ANKARA (ANKA) - Basın Konseyi'nden yapılan açıklamada, Başbakan Davutoğlu'nun, "Sanki birçok gazeteci cezaevinde. Türkiye'de gazetecilerin tutuklu olduğunu söyleyenlerin, bu gazetecilerin adını vermeleri lazım" sözleri anımsatıldı. Açıklamada, Davutoğlu'na şu sorular yöneltildi:
"-İçerideki gazeteciler kimlerdir?
-Gazeteci ya da gazeteci değil kavramları belirlenirken, hangi kıstaslar dikkate alınıyor?
-Sarı basın kartlı ya da henüz basın kartı verilmemiş tutuklu gazetecilerin, düşüncelerini ifade etmekten başka ne gibi suçları bulunmaktadır?
-Sadece 1 Ocak-1 Şubat arasındaki dönemde, 1979-2007 arasında, düşünür gazeteci Abdi İpekçi, Uğur Mumcu, Metin Göktepe, Hrant Dink, Muammer Aksoy öldürülmedi mi?

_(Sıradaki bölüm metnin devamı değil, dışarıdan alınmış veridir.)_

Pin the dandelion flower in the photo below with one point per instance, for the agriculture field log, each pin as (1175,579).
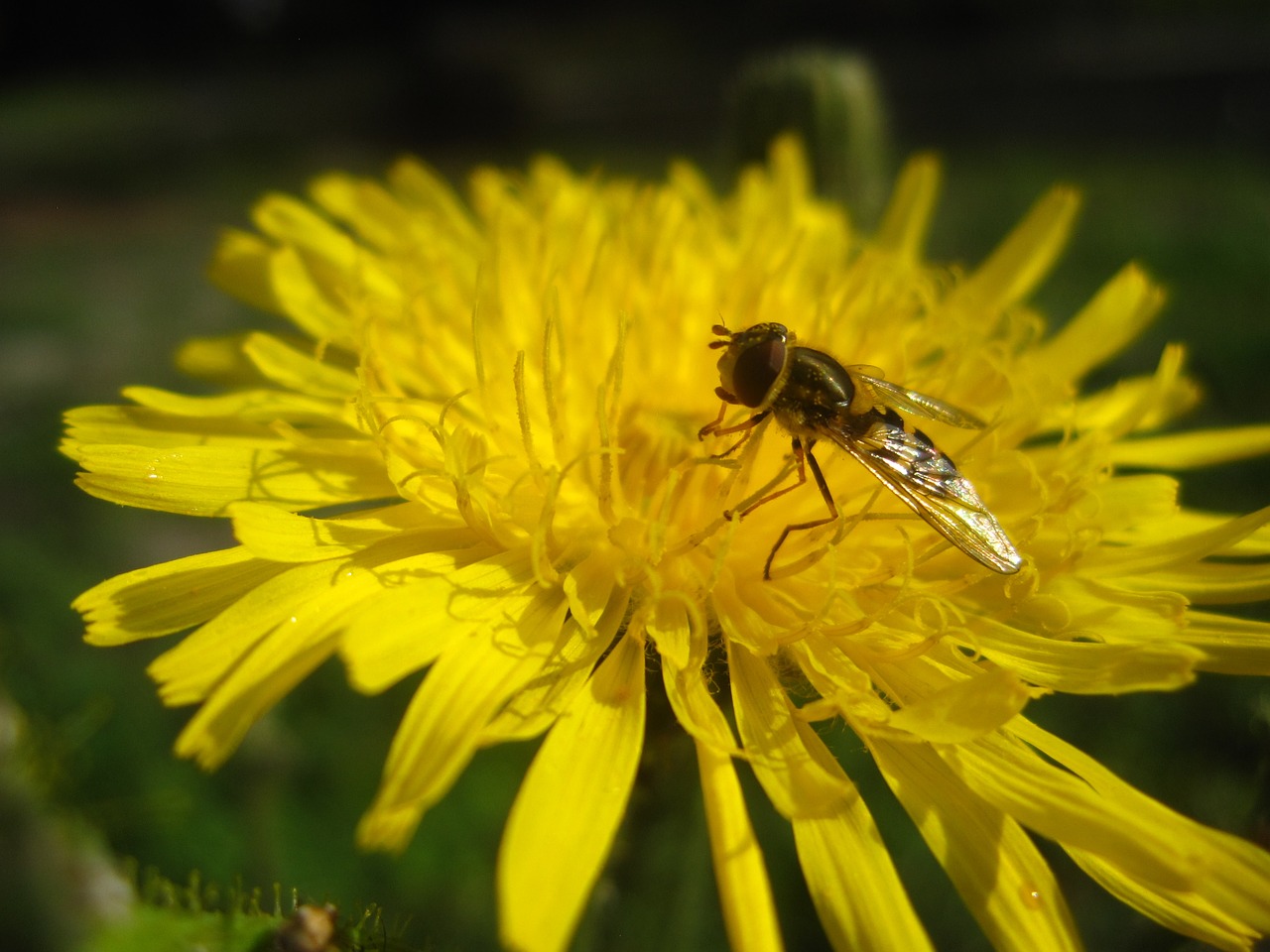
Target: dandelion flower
(474,454)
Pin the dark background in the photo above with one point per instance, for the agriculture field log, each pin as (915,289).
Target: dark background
(130,134)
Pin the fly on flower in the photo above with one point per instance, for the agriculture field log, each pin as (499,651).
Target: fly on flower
(816,398)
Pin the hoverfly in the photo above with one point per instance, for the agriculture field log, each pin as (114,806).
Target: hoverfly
(816,398)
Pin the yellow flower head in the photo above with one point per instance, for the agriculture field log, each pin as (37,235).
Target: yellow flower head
(475,453)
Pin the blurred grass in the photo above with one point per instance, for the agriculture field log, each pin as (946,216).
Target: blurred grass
(107,216)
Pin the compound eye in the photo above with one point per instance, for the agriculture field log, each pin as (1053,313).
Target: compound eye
(756,371)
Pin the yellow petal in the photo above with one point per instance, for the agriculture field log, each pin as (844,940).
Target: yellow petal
(1230,874)
(302,372)
(1080,666)
(204,480)
(855,888)
(1025,257)
(169,597)
(452,595)
(441,728)
(964,710)
(535,708)
(566,815)
(1057,803)
(143,426)
(218,361)
(240,266)
(305,302)
(1193,451)
(1110,561)
(1118,313)
(1185,912)
(366,206)
(908,214)
(1207,583)
(797,783)
(1229,645)
(191,669)
(250,405)
(286,537)
(294,222)
(1002,878)
(697,710)
(744,892)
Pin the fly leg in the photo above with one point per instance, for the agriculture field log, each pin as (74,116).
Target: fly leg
(799,453)
(746,428)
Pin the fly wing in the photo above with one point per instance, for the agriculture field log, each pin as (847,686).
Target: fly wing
(910,402)
(930,484)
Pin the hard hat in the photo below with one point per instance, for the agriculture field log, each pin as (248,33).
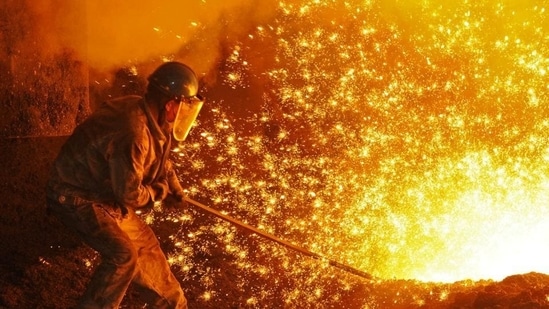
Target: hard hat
(175,80)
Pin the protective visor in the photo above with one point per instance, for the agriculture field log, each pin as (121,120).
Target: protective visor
(186,115)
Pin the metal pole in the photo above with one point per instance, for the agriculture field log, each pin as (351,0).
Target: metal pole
(278,240)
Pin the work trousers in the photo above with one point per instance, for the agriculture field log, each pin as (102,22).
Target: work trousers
(130,253)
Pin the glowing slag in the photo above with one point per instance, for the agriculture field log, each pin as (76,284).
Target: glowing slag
(405,140)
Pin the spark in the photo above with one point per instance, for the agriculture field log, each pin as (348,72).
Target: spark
(410,143)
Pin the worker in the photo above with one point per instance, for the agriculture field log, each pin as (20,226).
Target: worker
(115,163)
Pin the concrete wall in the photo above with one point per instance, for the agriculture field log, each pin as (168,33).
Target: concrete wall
(43,88)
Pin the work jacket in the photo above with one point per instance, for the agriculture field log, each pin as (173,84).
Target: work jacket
(115,156)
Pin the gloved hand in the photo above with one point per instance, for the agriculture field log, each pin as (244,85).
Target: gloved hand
(160,190)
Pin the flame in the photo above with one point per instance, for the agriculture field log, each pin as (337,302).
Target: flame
(406,140)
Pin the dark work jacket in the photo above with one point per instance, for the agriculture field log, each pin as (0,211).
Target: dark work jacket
(114,156)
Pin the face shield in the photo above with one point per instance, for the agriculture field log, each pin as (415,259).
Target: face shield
(186,115)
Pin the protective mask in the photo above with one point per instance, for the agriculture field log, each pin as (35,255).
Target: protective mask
(186,115)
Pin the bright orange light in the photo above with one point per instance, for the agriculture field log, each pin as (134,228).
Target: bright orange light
(412,138)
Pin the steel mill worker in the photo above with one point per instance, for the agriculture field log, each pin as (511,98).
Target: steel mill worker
(114,163)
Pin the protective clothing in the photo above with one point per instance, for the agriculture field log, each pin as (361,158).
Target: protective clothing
(115,162)
(176,80)
(186,115)
(179,83)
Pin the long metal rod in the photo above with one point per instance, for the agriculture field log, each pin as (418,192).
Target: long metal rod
(278,240)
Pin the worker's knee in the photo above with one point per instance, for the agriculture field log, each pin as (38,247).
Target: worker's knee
(124,258)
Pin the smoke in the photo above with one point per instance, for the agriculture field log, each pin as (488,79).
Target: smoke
(111,34)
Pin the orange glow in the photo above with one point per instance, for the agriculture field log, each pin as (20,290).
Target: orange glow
(405,140)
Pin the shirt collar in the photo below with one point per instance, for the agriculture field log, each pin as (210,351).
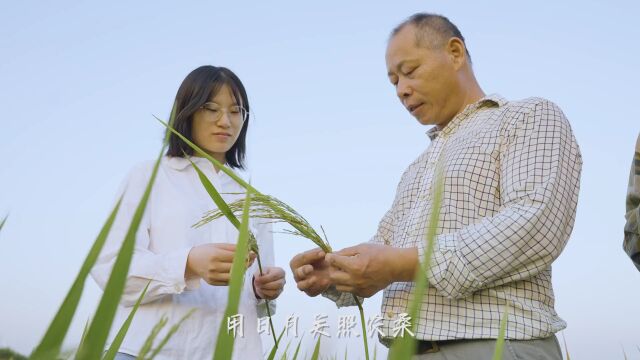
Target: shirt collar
(181,164)
(491,99)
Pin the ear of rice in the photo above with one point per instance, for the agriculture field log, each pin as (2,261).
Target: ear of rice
(225,340)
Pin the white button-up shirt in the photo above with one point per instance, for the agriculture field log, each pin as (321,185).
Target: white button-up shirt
(178,200)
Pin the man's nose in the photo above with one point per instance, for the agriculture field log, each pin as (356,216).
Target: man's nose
(403,90)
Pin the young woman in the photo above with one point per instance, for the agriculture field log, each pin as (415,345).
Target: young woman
(189,267)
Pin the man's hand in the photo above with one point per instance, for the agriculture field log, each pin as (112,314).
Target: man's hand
(368,268)
(212,262)
(311,272)
(269,285)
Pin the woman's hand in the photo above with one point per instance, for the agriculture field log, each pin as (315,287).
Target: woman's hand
(212,263)
(269,285)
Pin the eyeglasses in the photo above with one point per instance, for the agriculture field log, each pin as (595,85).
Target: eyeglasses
(236,114)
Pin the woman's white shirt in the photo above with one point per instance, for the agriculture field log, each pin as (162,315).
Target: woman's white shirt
(177,201)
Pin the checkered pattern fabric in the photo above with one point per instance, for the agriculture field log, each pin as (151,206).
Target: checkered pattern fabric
(511,179)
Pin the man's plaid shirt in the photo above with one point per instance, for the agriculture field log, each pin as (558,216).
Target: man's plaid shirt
(511,180)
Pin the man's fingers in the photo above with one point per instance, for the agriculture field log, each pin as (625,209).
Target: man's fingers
(225,246)
(339,277)
(349,251)
(307,257)
(224,255)
(220,267)
(275,285)
(302,272)
(341,261)
(345,288)
(270,274)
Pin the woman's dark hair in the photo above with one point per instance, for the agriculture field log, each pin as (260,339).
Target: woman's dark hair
(196,89)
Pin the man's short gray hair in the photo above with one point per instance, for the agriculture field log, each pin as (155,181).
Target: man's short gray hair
(433,30)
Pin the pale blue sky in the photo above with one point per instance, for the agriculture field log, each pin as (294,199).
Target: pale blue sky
(79,82)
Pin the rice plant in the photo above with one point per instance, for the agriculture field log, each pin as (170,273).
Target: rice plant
(269,207)
(497,354)
(117,340)
(225,341)
(253,243)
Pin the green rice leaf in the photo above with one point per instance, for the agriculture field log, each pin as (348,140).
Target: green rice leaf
(225,340)
(228,213)
(103,319)
(295,354)
(51,343)
(405,347)
(3,221)
(497,354)
(117,341)
(364,327)
(215,196)
(316,350)
(151,338)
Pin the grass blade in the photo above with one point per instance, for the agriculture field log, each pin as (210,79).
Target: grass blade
(215,196)
(405,347)
(316,350)
(497,354)
(225,341)
(51,342)
(117,341)
(274,349)
(295,354)
(101,323)
(3,221)
(84,332)
(364,327)
(151,338)
(228,213)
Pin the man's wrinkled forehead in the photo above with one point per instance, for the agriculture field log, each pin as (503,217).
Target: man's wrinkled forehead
(400,48)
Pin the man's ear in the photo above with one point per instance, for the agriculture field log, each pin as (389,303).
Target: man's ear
(457,52)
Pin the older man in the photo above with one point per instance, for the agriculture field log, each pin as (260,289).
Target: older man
(511,174)
(632,227)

Yoksa yitirdiklerimiz gazeteci değil miydi?
-Gazetecilik ve özgürlükler kavramının içinin boşaltıldığı bu günlerde, tüm sorulara cevap vermesi gereken kurum, kimdir?"
-"BU SÖYLEMLER, OLAYLARI GEÇİŞTİRMEKTEN BAŞKA BİR İŞE YARAMIYOR"-
Gazeteciliğe yönelik bu tür söylemlerin, olayları geçiştirmekten başka bir işe yaramadığına dikkat çekilen açıklamada, şöyle denildi:
"Demir parmaklıkların arkasında, tek bir gazetecinin dahi olması birçok gazetecinin içeride olması demektir ve bu durum demokrasi ayıbıdır. Demokrasi ayıbına ne yazık ki, her geçen gün yenileri ekleniyor. Şırnak'ın Cizre ilçesinde 12 yaşındaki Nihat Kazanhan'ın öldürülmesinin ardından bile, yayın yasağı kararı getiriliyor. Hiç olmadığı kadar ülkedeki birçok olay, sansürleniyor, kamuoyundan gizleniyor. Demokrasinin ana unsuru olan basın ve ifade özgürlüğüne yönelik bu girişimlere son verilmesi gerektiğini, bir kez daha kamuoyunun dikkatine sunuyoruz. Meslekleri uğruna canlarını vermiş olan ölümsüz gazetecileri, 24 Ocak'ta katledilen Uğur Mumcu'yu saygı ve özlemle anıyoruz."